La protesta dopo l’aggressione del 6 gennaio: disagi sulla rete ligure e possibili ripercussioni sul traffico ferroviario nazionale
È una giornata di sciopero per il personale ferroviario in servizio alla stazione di Genova Piazza Principe, con possibili ripercussioni soprattutto sui treni Intercity. La mobilitazione è in programma oggi dalle 9.01 alle 17 e coinvolge il personale degli equipaggi, capi treno e macchinisti, oltre ai lavoratori diretti e indiretti di Trenitalia Doig, compresi quadri e amministrativi. L’agitazione è stata proclamata unitariamente da Filt Cgil, Fit Cisl, Uiltrasporti, Ugl Ferrovie, Fast e Orsa Ferrovie. In mattinata, alle ore 10, è previsto un incontro in Prefettura a Genova per affrontare le criticità legate alla sicurezza del personale ferroviario.
L’aggressione al capotreno dell’Intercity 681
Alla base dello sciopero vi è la grave aggressione avvenuta il 6 gennaio alla stazione di Imperia. In quella occasione il capotreno dell’Intercity 681 è intervenuto per sedare una violenta lite tra due persone, entrambe straniere, che si stavano picchiando a bordo del convoglio. Durante l’intervento uno dei due aveva con sé un coccio di bottiglia e ha colpito il capotreno, che è riuscito a parare il fendente con una mano. L’uomo ha riportato una ferita ed è stato trasportato al pronto soccorso per le cure necessarie, riaccendendo l’attenzione su un fenomeno che in Liguria viene denunciato come sempre più frequente.
La denuncia dei sindacati sulla sicurezza
A commentare l’episodio è stata Sandra Piana, responsabile Fit Cisl Liguria per il trasporto ferroviario, che ha parlato dell’ennesima aggressione ai danni del personale ferroviario nella regione. Secondo la sindacalista si tratta di un fenomeno pericoloso in crescita, a fronte del quale mancherebbe ancora una strategia efficace e strutturata. La sicurezza sul lavoro viene definita un diritto non negoziabile e le misure adottate finora dall’azienda vengono ritenute insufficienti. Tra le richieste avanzate figurano la riapertura dei presidi della Polizia Ferroviaria chiusi negli anni scorsi, un rafforzamento degli organici e la ripresa del progetto di installazione dei tornelli nelle stazioni, rimasto incompiuto. Per i sindacati, episodi di questo tipo non possono essere archiviati come casualità e richiedono risposte concrete.

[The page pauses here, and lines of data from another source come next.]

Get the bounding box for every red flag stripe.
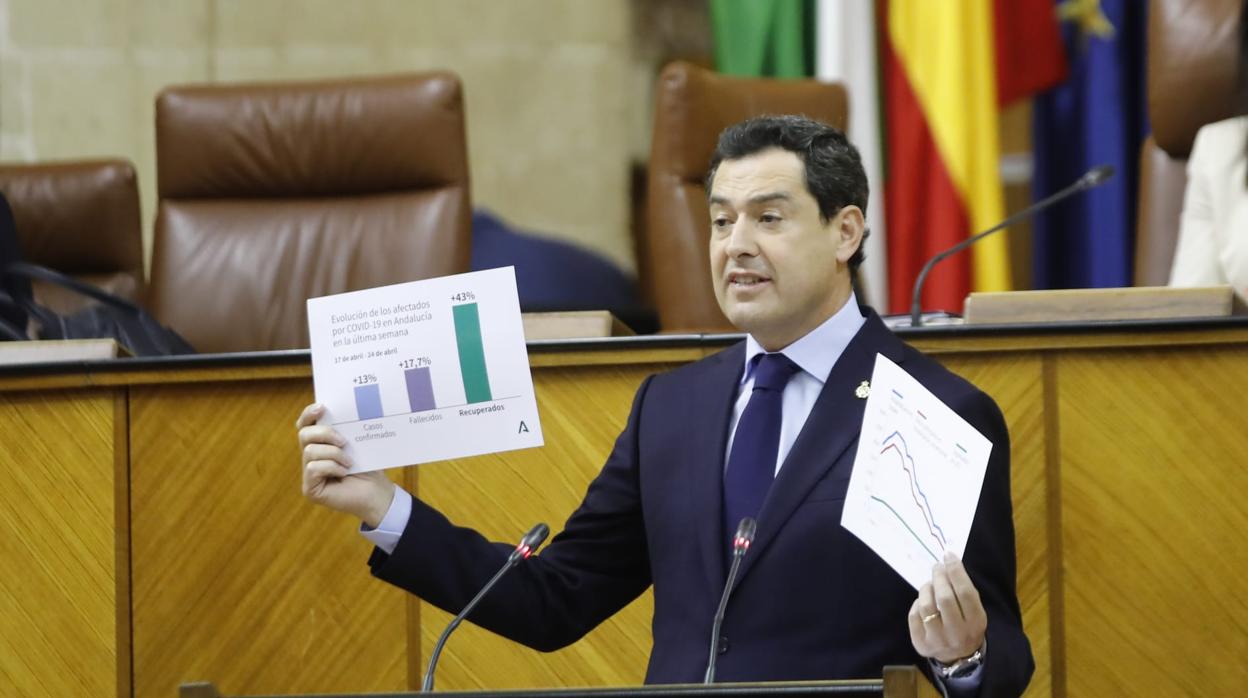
[881,41,971,312]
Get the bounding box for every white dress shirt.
[1171,116,1248,301]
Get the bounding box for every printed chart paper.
[308,267,543,472]
[841,355,992,589]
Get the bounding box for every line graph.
[871,494,940,562]
[880,431,948,552]
[841,355,992,589]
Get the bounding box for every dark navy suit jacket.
[369,312,1033,696]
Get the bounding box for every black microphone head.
[515,523,550,557]
[1080,165,1113,189]
[733,517,759,552]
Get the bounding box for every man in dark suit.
[297,116,1033,696]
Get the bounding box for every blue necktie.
[724,353,800,551]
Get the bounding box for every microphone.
[703,517,759,683]
[421,523,550,693]
[910,165,1113,327]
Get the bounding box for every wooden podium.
[0,317,1248,698]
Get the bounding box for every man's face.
[710,147,862,351]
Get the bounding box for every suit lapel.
[720,310,904,586]
[676,342,745,593]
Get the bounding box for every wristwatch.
[932,647,983,678]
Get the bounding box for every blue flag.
[1032,0,1149,288]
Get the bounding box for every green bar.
[451,303,493,402]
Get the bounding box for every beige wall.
[0,0,650,268]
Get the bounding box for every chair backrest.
[0,160,146,315]
[1134,0,1242,286]
[151,72,472,352]
[640,62,849,332]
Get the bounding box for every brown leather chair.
[0,160,145,313]
[639,62,849,332]
[151,72,472,352]
[1134,0,1242,286]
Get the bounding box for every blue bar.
[356,383,383,421]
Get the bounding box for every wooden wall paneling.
[417,365,671,691]
[130,378,408,698]
[0,390,126,696]
[936,352,1056,697]
[1058,346,1248,696]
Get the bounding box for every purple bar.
[403,366,438,412]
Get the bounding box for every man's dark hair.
[706,115,870,276]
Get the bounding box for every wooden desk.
[0,320,1248,698]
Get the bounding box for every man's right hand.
[295,405,394,528]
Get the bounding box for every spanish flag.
[880,0,1065,312]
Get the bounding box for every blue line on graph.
[881,431,948,549]
[871,494,940,562]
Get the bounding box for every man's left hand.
[910,552,988,664]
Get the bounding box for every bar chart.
[451,303,492,403]
[308,267,543,471]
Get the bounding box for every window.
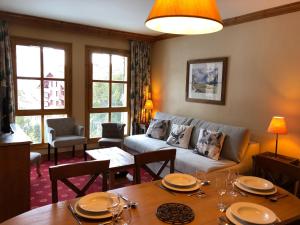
[12,37,71,144]
[86,47,130,138]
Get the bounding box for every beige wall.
[9,23,129,125]
[152,12,300,158]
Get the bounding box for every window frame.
[11,36,72,149]
[85,45,131,143]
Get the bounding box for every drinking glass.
[108,194,121,225]
[227,170,238,197]
[117,205,131,225]
[216,174,227,212]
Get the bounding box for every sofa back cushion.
[190,119,250,162]
[154,112,193,137]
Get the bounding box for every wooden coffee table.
[86,147,134,189]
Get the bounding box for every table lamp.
[268,116,287,157]
[144,99,153,122]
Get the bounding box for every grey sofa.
[124,112,259,174]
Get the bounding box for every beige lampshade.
[144,99,153,109]
[268,116,287,134]
[145,0,223,35]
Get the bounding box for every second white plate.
[161,180,200,192]
[234,182,277,195]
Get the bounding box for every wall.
[9,23,129,125]
[152,12,300,158]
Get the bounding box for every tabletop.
[3,177,300,225]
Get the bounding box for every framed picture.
[185,57,228,105]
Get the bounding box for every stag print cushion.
[167,124,193,148]
[146,119,170,140]
[195,129,225,160]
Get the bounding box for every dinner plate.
[230,202,277,225]
[234,182,277,195]
[78,192,113,213]
[74,200,124,220]
[237,176,274,191]
[161,180,200,192]
[163,173,197,188]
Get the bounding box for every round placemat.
[156,203,195,224]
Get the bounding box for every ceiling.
[0,0,298,36]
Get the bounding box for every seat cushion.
[124,134,170,153]
[51,135,86,148]
[190,119,250,162]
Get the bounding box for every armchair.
[98,123,126,149]
[46,118,87,165]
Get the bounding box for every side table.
[253,152,300,195]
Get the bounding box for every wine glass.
[227,170,238,197]
[216,174,227,212]
[108,194,121,224]
[117,205,131,225]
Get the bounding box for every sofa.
[124,112,259,174]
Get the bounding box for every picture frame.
[185,57,228,105]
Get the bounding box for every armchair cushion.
[50,135,86,148]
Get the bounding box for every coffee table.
[86,147,134,189]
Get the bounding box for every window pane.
[111,112,128,135]
[16,116,42,144]
[112,83,127,107]
[93,82,109,108]
[90,113,108,138]
[16,45,41,77]
[43,47,65,79]
[44,80,65,109]
[44,114,67,143]
[17,79,41,110]
[92,53,109,80]
[111,55,127,81]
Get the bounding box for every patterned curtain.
[0,21,15,133]
[130,41,151,134]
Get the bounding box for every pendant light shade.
[145,0,223,35]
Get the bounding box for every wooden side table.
[253,152,300,195]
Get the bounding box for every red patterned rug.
[30,156,151,209]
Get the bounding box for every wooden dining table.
[3,176,300,225]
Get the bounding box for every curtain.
[130,41,151,134]
[0,21,15,133]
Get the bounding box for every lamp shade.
[268,116,287,134]
[144,99,153,109]
[145,0,223,35]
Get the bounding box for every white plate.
[164,173,197,188]
[74,198,124,220]
[234,182,277,195]
[78,192,112,213]
[237,176,274,191]
[161,180,200,192]
[230,202,277,225]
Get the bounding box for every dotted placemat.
[156,203,195,224]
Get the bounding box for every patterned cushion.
[146,119,170,140]
[195,129,225,160]
[167,124,193,148]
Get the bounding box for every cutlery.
[155,182,176,195]
[219,216,234,225]
[187,189,205,196]
[268,194,289,202]
[120,195,138,209]
[68,203,82,225]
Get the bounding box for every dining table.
[2,178,300,225]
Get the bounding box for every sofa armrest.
[227,142,260,175]
[75,125,84,137]
[47,127,56,143]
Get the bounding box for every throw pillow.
[146,119,170,140]
[195,129,225,160]
[167,124,193,148]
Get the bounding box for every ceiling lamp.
[146,0,223,35]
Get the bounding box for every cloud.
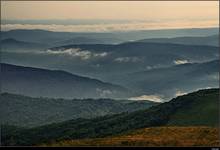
[1,20,218,32]
[114,57,141,63]
[96,88,113,97]
[46,48,108,60]
[173,60,189,65]
[129,95,163,102]
[175,91,187,97]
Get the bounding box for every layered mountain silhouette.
[0,93,159,127]
[2,89,219,145]
[1,63,129,98]
[138,34,219,46]
[1,38,48,52]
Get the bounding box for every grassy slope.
[41,126,220,146]
[2,89,219,145]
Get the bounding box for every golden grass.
[41,127,220,147]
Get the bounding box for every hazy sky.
[1,1,219,30]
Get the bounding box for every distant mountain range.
[1,63,131,98]
[0,93,159,127]
[1,28,219,44]
[1,38,48,52]
[112,60,220,99]
[2,89,219,145]
[138,35,219,46]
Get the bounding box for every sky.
[1,1,219,31]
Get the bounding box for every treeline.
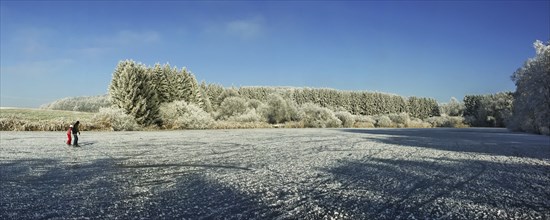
[40,95,111,112]
[36,41,550,134]
[201,84,439,119]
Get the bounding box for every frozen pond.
[0,128,550,219]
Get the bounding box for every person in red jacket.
[67,125,73,146]
[71,121,80,147]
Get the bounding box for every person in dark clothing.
[73,121,80,147]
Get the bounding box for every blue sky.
[0,0,550,107]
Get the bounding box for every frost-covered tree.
[508,40,550,135]
[109,60,160,125]
[152,63,173,103]
[439,97,464,116]
[199,81,214,113]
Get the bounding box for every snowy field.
[0,128,550,219]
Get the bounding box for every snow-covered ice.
[0,128,550,219]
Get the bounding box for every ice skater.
[72,121,80,147]
[67,125,73,146]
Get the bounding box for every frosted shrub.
[93,107,140,131]
[302,103,342,128]
[407,118,432,128]
[426,116,467,128]
[263,94,299,124]
[376,115,392,128]
[354,115,376,128]
[439,97,466,116]
[40,95,111,112]
[218,96,247,119]
[228,108,264,122]
[246,99,264,110]
[160,101,214,129]
[334,111,355,128]
[180,103,214,129]
[388,112,411,128]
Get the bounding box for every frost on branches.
[508,40,550,135]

Domani sciopero nazionale del Gruppo FS
Alle criticità odierne si aggiunge lo sciopero nazionale proclamato da alcune sigle sindacali autonome del Gruppo FS Italiane, in programma dalle ore 21 di venerdì 9 alle ore 21 di sabato 10 gennaio 2026. L’agitazione interesserà il personale ferroviario a livello nazionale e, come precisato da FS Italiane, gli effetti in termini di ritardi e cancellazioni potrebbero manifestarsi anche prima dell’inizio ufficiale dello sciopero e protrarsi oltre la sua conclusione. Per il trasporto regionale, nella giornata di sabato 10 gennaio, saranno garantiti i servizi essenziali nelle fasce protette dalle 6 alle 9 e dalle 18 alle 21.
Informazioni ai passeggeri e servizi garantiti
Trenitalia ha invitato i viaggiatori a informarsi prima di recarsi in stazione, considerata la possibile combinazione di disagi legati allo sciopero locale e a quello nazionale. Le informazioni aggiornate su collegamenti e servizi attivi sono disponibili attraverso l’App Trenitalia, la sezione Infomobilità del sito ufficiale, i canali social e web del Gruppo FS, il numero verde gratuito 800 892021, oltre che presso le biglietterie e gli uffici di assistenza delle stazioni. A partire dalla sera del 9 gennaio, inoltre, i treni potrebbero subire ulteriori modifiche anche a causa dello sciopero nazionale di otto ore dei lavoratori FSI e RFI, previsto fino alle 21 del 10 gennaio.